A 32-year-old farmer from Haryana, who was protesting at Tikri border against Centre's new agricultural laws, was found dead on Tuesday. Ajay Moor was protesting along with fellow villagers at the Tikri border, which connects Delhi and Haryana, for the past few days, according to a report in India Today.
Moor hailed from Sonipat and had been sleeping at the TDI park near the border. As per the initial report, Moor succumbed to the cold weather as he had been sleeping in a park.
Moor is survived by his elderly parents, wife, and three children. At least six deaths have been reported since the protests began, including Moor's death.
Last week, a 55-year-old farmer, Gajjan Singh (55), a resident of Ludhiana's Khatra village, died at the Tikri morcha.
His family and farmer leaders said that Gajjan had fallen ill after getting repeatedly wet during the clampdown on protesters by the Haryana government using water cannons.
Another farmer, Gurjant Singh of Mansa district passed away at Tikri border on December 2. Gurjant got sick at the protest site after which he was rushed to the hospital.
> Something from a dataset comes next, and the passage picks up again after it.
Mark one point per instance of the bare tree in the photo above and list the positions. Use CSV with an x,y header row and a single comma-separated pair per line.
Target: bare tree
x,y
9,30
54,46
He was referred to Rohtak, where he was declared dead.
Other three farmers who lost their lives amid the protest against three contentious farm laws are-- Dhanna Singh (45), Janak Raj (55), and Baljinder Singh (32).
With the Centre-farmer talks ending in a stalemate, farmers' protest in the Delhi-NCR has entered 14th day.
Yesterday's meeting called by Home Minister Amit Shah ended in failure as farmer leaders rejected the government's offer to amend new farm laws.
A total of five meetings has happened between the government and the farmer leaders but no conclusion has come out.
Farmer leaders have been firm on their demand for the repeal of three new farm laws enacted in September. Farmer leaders have claimed that the laws will benefit corporates and end the mandi system and the minimum support price (MSP) regime.
The government has maintained that it is committed to the welfare of farmers and has presented these laws as major reforms for their benefit.